(Quebec) Couillard The government defended the investigative work conducted by the Surete du Quebec (SQ) on alleged abuse by police against its own indigenous. However, he entrusted the investigation to the Police Department of the City of Montreal (SPVM) recognizing that “people do not trust” the initial process.
Lise Thériault defends the SQ investigation work
The Minister of Public Safety, Lise Thériault, reacted emotionally to allegations of sexual assault and abuse of power allegedly committed by police officers against indigenous Val gold. She even had to interrupt his briefing to hold tears.
“I’m as shocked as the population,” she acknowledged, hoarse voice.
The Minister announced that the eight police officers targeted by the allegations of sexual assault and abuse of authority were placed in “administrative withdrawal”. The Acting Director of the local SQ station was replaced. And Deputy Minister of Police Affairs was dispatched in Val-d’Or.
At the request of the Director General of the SQ, the investigation will be entrusted to the SPVM, confirmed the minister.
Thériault had to defend himself for not having reacted sooner. The actions committed by SQ officers allegedly committed in May and it was not until after the broadcast of a report on Radio-Canada that occurred Friday’s ads.
“We could not have done more, she said. In the report, there are facts that have not been reported to the police. ”
It ensures that the survey work carried out by the SQ was adequate and followed the process. But recognizes that the population does not believe that the police force is able to investigate its own officers.
“It’s not because there were gaps (in the SQ investigation), she has said. This is simply because people do not trust the fact that this is the SQ investigation department. So to restore this trust, the Director General of the SQ asks me to transfer the investigation. ”
SQ examined 14 incidents involving eight police officers between 2002 and 2015. A total of 12 complainants came forward.
A woman told Radio-Canada have been brought by police officers in an isolated way. The officers reportedly asked her to do them a blowjob return $ 200. Another recounted a procedure during which police allegedly destroyed his cell phone and started his shoes in the snow before leaving on a road located kilometers from his home.
SQ changes his boss in Val-d’Or
The Sûreté du Québec has changed the pattern of his secondment in Val-d’Or, in the wake of CBC revelations of serious allegations against its officers.

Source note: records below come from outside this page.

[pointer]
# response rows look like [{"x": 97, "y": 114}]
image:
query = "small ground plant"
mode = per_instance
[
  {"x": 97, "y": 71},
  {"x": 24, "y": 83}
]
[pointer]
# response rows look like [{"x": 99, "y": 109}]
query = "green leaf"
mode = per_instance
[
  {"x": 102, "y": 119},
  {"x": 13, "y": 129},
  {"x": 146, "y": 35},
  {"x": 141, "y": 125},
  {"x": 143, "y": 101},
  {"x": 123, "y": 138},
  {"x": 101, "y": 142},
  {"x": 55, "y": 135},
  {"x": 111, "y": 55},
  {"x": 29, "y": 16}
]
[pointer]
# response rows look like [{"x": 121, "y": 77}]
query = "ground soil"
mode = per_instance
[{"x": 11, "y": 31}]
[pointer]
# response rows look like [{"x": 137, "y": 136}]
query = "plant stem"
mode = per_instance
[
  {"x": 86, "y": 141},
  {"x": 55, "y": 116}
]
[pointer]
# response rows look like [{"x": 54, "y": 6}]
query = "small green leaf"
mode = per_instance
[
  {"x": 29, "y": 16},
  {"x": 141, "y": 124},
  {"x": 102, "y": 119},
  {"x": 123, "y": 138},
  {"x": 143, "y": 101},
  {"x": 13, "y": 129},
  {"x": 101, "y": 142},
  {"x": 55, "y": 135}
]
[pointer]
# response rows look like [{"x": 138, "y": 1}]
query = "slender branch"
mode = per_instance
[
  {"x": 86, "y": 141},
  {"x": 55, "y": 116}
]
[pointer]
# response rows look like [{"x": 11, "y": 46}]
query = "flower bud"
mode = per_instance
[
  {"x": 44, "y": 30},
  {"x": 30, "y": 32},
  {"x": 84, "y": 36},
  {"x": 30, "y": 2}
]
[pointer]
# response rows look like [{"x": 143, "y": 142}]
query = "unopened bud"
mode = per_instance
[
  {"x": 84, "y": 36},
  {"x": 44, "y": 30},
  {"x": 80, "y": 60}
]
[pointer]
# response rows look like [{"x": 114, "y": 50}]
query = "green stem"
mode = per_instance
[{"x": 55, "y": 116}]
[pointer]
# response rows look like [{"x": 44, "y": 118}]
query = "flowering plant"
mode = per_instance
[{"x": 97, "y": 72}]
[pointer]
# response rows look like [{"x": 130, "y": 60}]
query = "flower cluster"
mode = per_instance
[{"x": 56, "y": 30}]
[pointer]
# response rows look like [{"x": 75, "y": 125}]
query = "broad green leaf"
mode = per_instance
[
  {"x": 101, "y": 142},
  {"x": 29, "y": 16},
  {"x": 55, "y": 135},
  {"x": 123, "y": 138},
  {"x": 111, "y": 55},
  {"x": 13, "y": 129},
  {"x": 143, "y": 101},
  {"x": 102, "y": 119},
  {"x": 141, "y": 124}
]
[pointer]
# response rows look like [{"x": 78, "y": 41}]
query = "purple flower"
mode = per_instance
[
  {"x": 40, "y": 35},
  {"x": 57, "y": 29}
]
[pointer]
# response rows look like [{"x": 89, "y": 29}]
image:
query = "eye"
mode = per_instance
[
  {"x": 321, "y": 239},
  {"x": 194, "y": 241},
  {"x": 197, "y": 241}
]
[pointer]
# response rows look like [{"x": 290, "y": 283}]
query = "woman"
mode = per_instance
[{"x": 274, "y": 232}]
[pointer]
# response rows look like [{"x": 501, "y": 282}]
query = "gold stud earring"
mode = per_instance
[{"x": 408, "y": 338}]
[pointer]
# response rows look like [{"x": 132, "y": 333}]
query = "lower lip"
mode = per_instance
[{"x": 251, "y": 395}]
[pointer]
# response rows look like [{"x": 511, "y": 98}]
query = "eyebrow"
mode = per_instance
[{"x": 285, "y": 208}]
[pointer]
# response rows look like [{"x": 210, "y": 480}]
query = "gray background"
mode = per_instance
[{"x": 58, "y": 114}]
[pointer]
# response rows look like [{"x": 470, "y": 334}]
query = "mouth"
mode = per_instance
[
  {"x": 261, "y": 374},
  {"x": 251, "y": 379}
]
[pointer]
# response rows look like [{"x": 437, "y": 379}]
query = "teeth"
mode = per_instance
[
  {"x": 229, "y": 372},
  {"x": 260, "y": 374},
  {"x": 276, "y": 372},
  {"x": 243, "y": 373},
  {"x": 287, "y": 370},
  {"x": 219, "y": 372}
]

Guy Lapointe, the police force responsible for media relations, also reiterated that eight officers were suspended this morning, the time an investigation is completed.
“As soon as we had information that there were allegations, we acted immediately,” Mr. Lapointe said. “The SQ considers these alleged behavior is completely unacceptable.”
This is the captain Ginette Séguin will take the reins of the police station of Val-d’Or. It has no connection with the area.
– Teisceira-Philippe Lessard, La Presse, Montreal
A public and independent investigation is claimed
Following the broadcast of a disturbing CBC report on abuse suffered by Aboriginal women in Val-d’Or, community stakeholders and local authorities are calling for public and independent investigations into these events and more largely, on missing and murdered Aboriginal women.
Édith Cloutier, executive director of the Native Friendship Centre in Val-d’Or, said at a news conference Friday that the Quebec government had the responsibility to ensure the safety of all its citizens. It has claimed so “urgent” a government inquiry into the specific case of Val-d’Or and an independent commission of inquiry on missing and murdered women.
She recalled that several other women had been victims of these abuses, calling the situation a “national tragedy.”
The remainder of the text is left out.